There was a further Ebola outbreak in 2018, which took time to control due to delays in reporting. The Wellcome Trust and Department for International Development donated £1 million each. He pioneered the use of an experimental Ebola vaccine during the outbreak to limit the spread of the virus, including vaccinating health professionals. That position on the use of experimental drugs during outbreaks stirred some heated debate in the DRC, with Dr Oly Ilunga eventually resigning from his position as the Minister of Health, citing undue pressure and interference from unnamed multinational pharmaceutical firms.

Muyembe has established multiple research facilities, including a polio and influenza lab. In 2017 he partnered with the Japan International Cooperation Agency to build a research complex with several biosafety labs. As of 2018 the DRC did not have any labs to test for Ebola.

He is globally known leader in the fight against Ebola and is a key figure in the World Health Organization efforts to combat infectious diseases. He is co-discoverer of the Ebola virus in 1976 and co-inventor of the monoclonal antibody " mAb114", approved by FDA as an Ebola treatment under the name "Ebanga" in December 2020.

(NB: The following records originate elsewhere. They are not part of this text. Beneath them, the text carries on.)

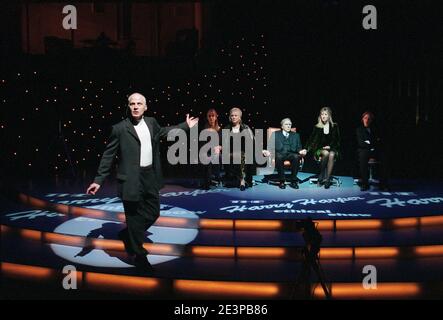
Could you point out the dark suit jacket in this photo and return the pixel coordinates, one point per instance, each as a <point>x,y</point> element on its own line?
<point>294,141</point>
<point>124,143</point>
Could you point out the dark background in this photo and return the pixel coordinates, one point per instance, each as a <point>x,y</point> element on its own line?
<point>311,53</point>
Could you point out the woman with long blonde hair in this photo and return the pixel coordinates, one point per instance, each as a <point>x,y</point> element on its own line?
<point>324,142</point>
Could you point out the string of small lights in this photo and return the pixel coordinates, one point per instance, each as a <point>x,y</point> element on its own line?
<point>50,123</point>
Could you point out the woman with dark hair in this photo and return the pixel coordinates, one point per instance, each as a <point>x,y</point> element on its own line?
<point>369,147</point>
<point>324,142</point>
<point>212,169</point>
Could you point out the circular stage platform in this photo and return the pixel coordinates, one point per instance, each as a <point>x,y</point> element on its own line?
<point>239,243</point>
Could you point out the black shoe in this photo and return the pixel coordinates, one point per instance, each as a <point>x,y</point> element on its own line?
<point>294,185</point>
<point>124,236</point>
<point>142,264</point>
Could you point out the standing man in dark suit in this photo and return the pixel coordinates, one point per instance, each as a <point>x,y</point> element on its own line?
<point>369,146</point>
<point>135,140</point>
<point>287,147</point>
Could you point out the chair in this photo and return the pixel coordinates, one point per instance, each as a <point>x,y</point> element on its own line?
<point>273,178</point>
<point>314,178</point>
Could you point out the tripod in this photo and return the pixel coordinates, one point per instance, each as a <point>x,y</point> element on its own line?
<point>311,261</point>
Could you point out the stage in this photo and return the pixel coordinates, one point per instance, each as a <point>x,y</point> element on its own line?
<point>224,243</point>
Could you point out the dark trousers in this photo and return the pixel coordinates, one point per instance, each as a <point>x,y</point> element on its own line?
<point>140,215</point>
<point>279,164</point>
<point>363,157</point>
<point>236,172</point>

On April 3, 2020, during a press conference in Kinshasa, Muyembe advocated for the trial in DRC of experimental vaccines against the COVID-19 virus in the midst of a major pandemic, generating a serious backlash from the Congolese population; he eventually backtracked, saying that there had been a misunderstanding.

== Awards and honours ==
In 2015, he was awarded the Christophe Mérieux Prize to study further research in the Congo Basin. That year he was awarded the Royal Society Africa Prize for his seminal work on viral haemorrhagic fevers, including Ebola, generating the foundation of our understanding of the epidemiology, clinical manifestations and control of outbreaks of these viral infections. He was presented with the Lifetime Achievement Award at the 2015 International Symposium on Filoviruses. He was named as one of Nature's 10 in 2018 and 2019. In 2019 he won the Hideyo Noguchi Africa Prize from the Government of Japan. Muyembe was included in Times 100 Most Influential People of 2020. In 2022, Harvard University awarded him an honorary Doctor of Science degree. He was awarded 2023 WHO Director General's Global Leaders Awards as a distinguished scientist and public health leader who was closely involved in the discovery of Ebola before advancing to leadership positions in global health. The award honours his lifetime achievements in public health. On 27 June 2026, he was promoted to the rank of Commander of the National Order of the Leopard, one of the DR Congo's highest national honours.